Corinne reported that she felt guilty for pouting, but the next day realized that her self-contained pity party wasn’t all bad.
She said, “It was a non-violent way to combat my tiredness and frustration, no yelling, no recriminations involved, and I eventually ended up calming down enough to find something else to eat anyway. Happy ending.”
Corinne’s story reminded me of the first time Kim and I were in Miami. One of the main things I wanted to do was experience South Beach. Three minutes in to the only opportunity we had to spend time there, it started to downpour. The weather forecast indicated it would stay that way all day. We had no choice but to postpone our beach fun for another time.
As Kim drove through the city, raindrops raced across the windshield taunting me, and I sat in the passenger seat sulking. Like Corinne, I felt guilty for doing so. I am the guy who makes a living fighting Adultitis, and here I was smack dab in the middle of an Adultitis-riddled pity party. I should be able to let this roll right off me, I thought. I am a hippocrite of the highest order, I thought.
Then, in that moment, I decided to be kind to myself. I gave myself permission to sulk. I gave myself permission to be disappointed, to feel the hurt, and to entertain the thought that the universe had conspired against me to send rain clouds and ruin my day. As I sat there fuming, I threw myself a most extravagant pity party.
And after about fifteen minutes, I started to feel better. I was ready to start thinking about all the good things we were able to do in Miami, and how in the grand scheme of things, this little thunderstorm was as small as it gets. In the end, the change of plans only ruined about fifteen minutes, instead of the whole day.

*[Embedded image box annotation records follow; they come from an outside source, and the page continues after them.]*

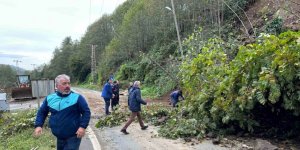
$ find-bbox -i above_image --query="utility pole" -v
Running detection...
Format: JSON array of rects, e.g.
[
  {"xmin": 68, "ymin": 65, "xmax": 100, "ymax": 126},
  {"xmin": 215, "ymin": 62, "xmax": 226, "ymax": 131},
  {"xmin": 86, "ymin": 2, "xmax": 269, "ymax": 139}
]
[
  {"xmin": 30, "ymin": 64, "xmax": 36, "ymax": 70},
  {"xmin": 91, "ymin": 44, "xmax": 97, "ymax": 84},
  {"xmin": 30, "ymin": 64, "xmax": 36, "ymax": 77},
  {"xmin": 171, "ymin": 0, "xmax": 183, "ymax": 60},
  {"xmin": 13, "ymin": 60, "xmax": 22, "ymax": 75}
]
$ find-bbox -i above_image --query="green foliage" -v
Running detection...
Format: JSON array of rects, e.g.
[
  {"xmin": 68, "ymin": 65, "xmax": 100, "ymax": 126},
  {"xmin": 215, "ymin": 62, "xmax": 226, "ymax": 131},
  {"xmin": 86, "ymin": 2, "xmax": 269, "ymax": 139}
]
[
  {"xmin": 266, "ymin": 17, "xmax": 283, "ymax": 34},
  {"xmin": 0, "ymin": 128, "xmax": 56, "ymax": 150},
  {"xmin": 142, "ymin": 103, "xmax": 172, "ymax": 126},
  {"xmin": 180, "ymin": 32, "xmax": 300, "ymax": 137},
  {"xmin": 0, "ymin": 110, "xmax": 55, "ymax": 150},
  {"xmin": 0, "ymin": 110, "xmax": 36, "ymax": 137}
]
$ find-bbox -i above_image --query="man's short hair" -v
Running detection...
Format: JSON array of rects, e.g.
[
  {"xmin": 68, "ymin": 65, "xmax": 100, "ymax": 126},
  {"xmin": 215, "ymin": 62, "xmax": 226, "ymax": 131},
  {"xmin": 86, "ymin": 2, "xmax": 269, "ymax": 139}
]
[{"xmin": 55, "ymin": 74, "xmax": 70, "ymax": 85}]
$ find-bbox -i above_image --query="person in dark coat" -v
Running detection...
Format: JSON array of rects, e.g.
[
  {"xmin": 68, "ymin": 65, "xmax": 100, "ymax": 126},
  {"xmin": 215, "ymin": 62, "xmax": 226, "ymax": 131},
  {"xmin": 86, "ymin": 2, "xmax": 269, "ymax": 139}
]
[
  {"xmin": 111, "ymin": 81, "xmax": 120, "ymax": 110},
  {"xmin": 121, "ymin": 81, "xmax": 148, "ymax": 134},
  {"xmin": 170, "ymin": 90, "xmax": 184, "ymax": 107},
  {"xmin": 101, "ymin": 79, "xmax": 113, "ymax": 115},
  {"xmin": 127, "ymin": 82, "xmax": 133, "ymax": 108}
]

I am all for being optimistic and positive thinking (I’m a Cubs fan, for goodness sakes!). But life is meant to be lived and it’s meant to be felt. Sometimes the feelings are joy and elation, sometimes they are disappointment and grief, but they are all a part of being truly alive. Putting on a happy face to mask some sadness is not all that different than using drugs and alcohol to numb a deep pain. The problem is that those feelings never really go away, and in many cases, they bubble up later with devastating consequence.
Don’t get me wrong; I don’t want to live in a world filled with Negative Nellies and Sulking Sams. But I think that it’s ok to experience the full spectrum of feeling alive, be it good, bad, or ugly. Be kind to yourself, and give yourself permission to be sad when you’re sad, hurt when you’re hurt, and disappointed when you’re disappointed. Those experience in the valley make the mountaintop moments all the more rich.
Sometimes a good sulk can be good for the soul.